Semiclassical regime of Regge calculus and spin foams

TL;DR

This paper demonstrates that boundary states in quantum Regge calculus effectively peak interior geometries in the semiclassical regime, aligning with spin foam models and suppressing non-classical contributions.

Contribution

It shows that boundary states can successfully induce semiclassical interior geometries in quantum Regge calculus, extending previous single-simplex results to general triangulations.

Findings

Boundary states peak interior geometries in semiclassical Regge calculus.

Replacing exponential with cosine of the Regge action suppresses non-classical contributions.
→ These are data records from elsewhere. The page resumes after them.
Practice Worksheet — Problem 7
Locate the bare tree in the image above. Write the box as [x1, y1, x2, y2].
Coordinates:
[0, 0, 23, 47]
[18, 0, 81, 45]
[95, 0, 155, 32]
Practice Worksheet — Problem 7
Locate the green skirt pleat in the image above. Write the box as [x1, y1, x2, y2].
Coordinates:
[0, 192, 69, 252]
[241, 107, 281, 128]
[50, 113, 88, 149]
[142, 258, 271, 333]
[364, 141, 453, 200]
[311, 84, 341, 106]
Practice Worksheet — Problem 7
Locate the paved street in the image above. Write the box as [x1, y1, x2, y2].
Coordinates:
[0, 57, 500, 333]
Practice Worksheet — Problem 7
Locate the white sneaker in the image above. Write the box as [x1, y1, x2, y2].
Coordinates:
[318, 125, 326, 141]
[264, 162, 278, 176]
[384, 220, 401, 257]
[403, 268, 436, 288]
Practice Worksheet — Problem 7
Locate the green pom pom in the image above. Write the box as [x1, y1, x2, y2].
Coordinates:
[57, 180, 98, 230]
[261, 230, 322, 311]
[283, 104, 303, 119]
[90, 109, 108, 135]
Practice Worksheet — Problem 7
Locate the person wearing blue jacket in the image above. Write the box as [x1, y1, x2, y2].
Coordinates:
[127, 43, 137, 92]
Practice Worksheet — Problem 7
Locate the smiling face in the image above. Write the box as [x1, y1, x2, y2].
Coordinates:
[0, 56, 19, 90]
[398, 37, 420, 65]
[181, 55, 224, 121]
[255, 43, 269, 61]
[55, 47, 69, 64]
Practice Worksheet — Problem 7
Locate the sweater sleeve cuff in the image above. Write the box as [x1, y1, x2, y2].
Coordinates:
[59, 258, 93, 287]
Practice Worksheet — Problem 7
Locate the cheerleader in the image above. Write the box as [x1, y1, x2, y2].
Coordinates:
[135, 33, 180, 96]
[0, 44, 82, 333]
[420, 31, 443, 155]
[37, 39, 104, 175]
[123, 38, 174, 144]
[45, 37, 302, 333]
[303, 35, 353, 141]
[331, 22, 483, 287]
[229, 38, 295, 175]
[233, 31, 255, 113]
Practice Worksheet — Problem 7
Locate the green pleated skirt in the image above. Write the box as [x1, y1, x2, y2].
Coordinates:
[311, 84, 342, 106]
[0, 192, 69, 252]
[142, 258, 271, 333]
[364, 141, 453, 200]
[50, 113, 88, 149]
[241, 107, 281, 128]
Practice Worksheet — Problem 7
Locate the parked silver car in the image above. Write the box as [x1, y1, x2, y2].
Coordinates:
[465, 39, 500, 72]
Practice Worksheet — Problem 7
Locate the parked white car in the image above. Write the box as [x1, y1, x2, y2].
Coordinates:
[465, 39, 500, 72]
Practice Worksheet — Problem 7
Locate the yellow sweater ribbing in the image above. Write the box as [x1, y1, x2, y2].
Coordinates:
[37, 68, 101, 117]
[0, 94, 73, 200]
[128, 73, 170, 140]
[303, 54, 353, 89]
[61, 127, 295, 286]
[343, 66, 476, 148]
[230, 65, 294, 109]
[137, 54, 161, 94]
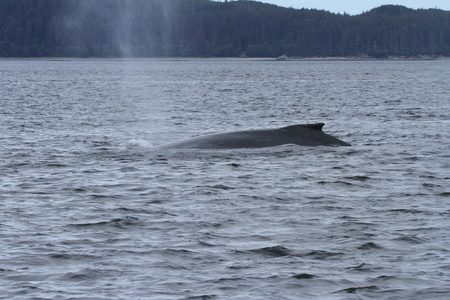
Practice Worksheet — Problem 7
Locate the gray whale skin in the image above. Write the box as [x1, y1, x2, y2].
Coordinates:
[160, 123, 350, 149]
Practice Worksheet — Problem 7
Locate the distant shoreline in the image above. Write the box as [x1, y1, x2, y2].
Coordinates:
[0, 56, 450, 62]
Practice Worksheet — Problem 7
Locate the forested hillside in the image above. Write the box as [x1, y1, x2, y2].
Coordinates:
[0, 0, 450, 58]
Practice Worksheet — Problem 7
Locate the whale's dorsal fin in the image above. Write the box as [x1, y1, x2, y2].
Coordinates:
[281, 123, 325, 131]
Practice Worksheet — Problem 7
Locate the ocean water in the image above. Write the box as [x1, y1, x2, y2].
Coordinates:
[0, 60, 450, 299]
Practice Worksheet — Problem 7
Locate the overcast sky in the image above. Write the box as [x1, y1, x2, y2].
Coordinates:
[230, 0, 450, 15]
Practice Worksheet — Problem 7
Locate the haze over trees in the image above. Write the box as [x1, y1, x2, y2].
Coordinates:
[0, 0, 450, 58]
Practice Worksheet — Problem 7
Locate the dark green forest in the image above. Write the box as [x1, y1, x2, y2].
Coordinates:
[0, 0, 450, 58]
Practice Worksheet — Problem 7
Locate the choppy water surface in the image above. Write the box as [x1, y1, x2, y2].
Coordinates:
[0, 61, 450, 299]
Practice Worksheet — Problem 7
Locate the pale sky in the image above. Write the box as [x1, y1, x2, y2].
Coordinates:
[224, 0, 450, 15]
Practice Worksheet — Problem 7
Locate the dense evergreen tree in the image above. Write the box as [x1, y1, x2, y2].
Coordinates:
[0, 0, 450, 58]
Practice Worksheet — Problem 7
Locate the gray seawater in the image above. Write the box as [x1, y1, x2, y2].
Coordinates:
[0, 60, 450, 299]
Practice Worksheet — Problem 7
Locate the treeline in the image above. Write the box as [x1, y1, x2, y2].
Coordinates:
[0, 0, 450, 58]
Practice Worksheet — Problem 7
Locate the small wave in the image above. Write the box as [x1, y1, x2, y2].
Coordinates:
[394, 235, 425, 244]
[347, 263, 379, 272]
[304, 250, 344, 260]
[358, 242, 383, 250]
[335, 285, 380, 294]
[247, 246, 292, 257]
[70, 217, 140, 229]
[292, 273, 317, 279]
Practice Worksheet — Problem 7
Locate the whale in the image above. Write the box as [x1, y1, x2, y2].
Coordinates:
[159, 123, 350, 149]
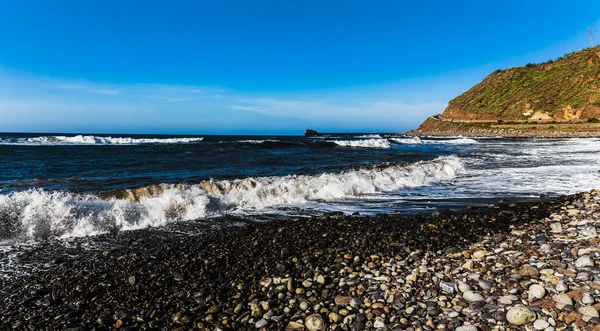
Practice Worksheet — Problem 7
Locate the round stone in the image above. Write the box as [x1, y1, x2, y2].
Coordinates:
[529, 284, 546, 300]
[506, 306, 536, 325]
[458, 282, 471, 293]
[254, 318, 269, 329]
[553, 294, 573, 309]
[304, 314, 325, 331]
[463, 291, 485, 302]
[556, 282, 569, 292]
[581, 294, 594, 305]
[533, 319, 550, 330]
[455, 324, 477, 331]
[575, 256, 594, 268]
[479, 280, 492, 291]
[473, 250, 487, 259]
[579, 306, 600, 318]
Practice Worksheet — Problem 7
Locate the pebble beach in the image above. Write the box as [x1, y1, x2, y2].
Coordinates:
[0, 191, 600, 331]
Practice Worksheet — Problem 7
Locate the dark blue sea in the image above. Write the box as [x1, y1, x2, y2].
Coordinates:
[0, 134, 600, 245]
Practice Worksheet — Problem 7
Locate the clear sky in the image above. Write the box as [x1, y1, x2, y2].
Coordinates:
[0, 0, 600, 134]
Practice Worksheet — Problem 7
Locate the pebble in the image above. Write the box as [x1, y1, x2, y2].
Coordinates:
[529, 284, 546, 300]
[463, 291, 485, 302]
[455, 324, 477, 331]
[575, 256, 594, 268]
[304, 314, 325, 331]
[553, 294, 573, 309]
[254, 318, 269, 329]
[533, 319, 550, 330]
[0, 191, 600, 331]
[556, 282, 569, 292]
[506, 306, 536, 325]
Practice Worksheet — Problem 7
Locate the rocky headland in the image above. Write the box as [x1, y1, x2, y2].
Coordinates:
[409, 46, 600, 138]
[0, 191, 600, 331]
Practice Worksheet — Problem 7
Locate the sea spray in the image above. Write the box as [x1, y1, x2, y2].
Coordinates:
[0, 156, 463, 240]
[0, 135, 204, 146]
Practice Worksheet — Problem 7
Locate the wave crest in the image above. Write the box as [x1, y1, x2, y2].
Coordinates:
[330, 139, 392, 148]
[0, 135, 204, 146]
[0, 157, 463, 240]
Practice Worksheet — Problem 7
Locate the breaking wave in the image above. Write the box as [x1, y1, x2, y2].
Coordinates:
[390, 137, 423, 145]
[330, 139, 392, 148]
[0, 156, 464, 240]
[0, 135, 204, 146]
[390, 137, 479, 145]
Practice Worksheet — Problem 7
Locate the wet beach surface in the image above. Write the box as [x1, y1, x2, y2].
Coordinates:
[0, 200, 560, 330]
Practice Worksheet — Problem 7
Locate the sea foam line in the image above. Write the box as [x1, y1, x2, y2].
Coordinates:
[0, 135, 204, 146]
[0, 156, 463, 240]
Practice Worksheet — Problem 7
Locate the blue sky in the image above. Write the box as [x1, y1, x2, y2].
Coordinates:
[0, 0, 600, 134]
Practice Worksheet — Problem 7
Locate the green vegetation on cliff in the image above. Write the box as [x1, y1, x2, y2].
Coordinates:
[441, 46, 600, 121]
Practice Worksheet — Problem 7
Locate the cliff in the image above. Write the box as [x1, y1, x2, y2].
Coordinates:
[412, 46, 600, 136]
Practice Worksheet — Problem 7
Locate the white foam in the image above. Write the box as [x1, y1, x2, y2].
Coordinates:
[0, 157, 463, 240]
[423, 138, 479, 145]
[390, 137, 423, 145]
[0, 135, 204, 146]
[239, 139, 281, 144]
[356, 134, 381, 139]
[329, 139, 392, 148]
[390, 137, 479, 145]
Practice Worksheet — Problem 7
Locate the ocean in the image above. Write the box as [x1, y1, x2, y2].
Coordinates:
[0, 133, 600, 246]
Results match conventional Regge calculus in the semiclassical limit.

Abstract

Recent attempts to recover the graviton propagator from spin foam models involve the use of a boundary quantum state peaked on a classical geometry. The question arises whether beyond the case of a single simplex this suffices for peaking the interior geometry in a semiclassical configuration. In this paper we explore this issue in the context of quantum Regge calculus with a general triangulation. Via a stationary phase approximation, we show that the boundary state succeeds in peaking the interior in the appropriate configuration, and that boundary correlations can be computed order by order in an asymptotic expansion. Further, we show that if we replace at each simplex the exponential of the Regge action by its cosine -- as expected from the semiclassical limit of spin foam models -- then the contribution from the sign-reversed terms is suppressed in the semiclassical regime and the results match those of conventional Regge calculus.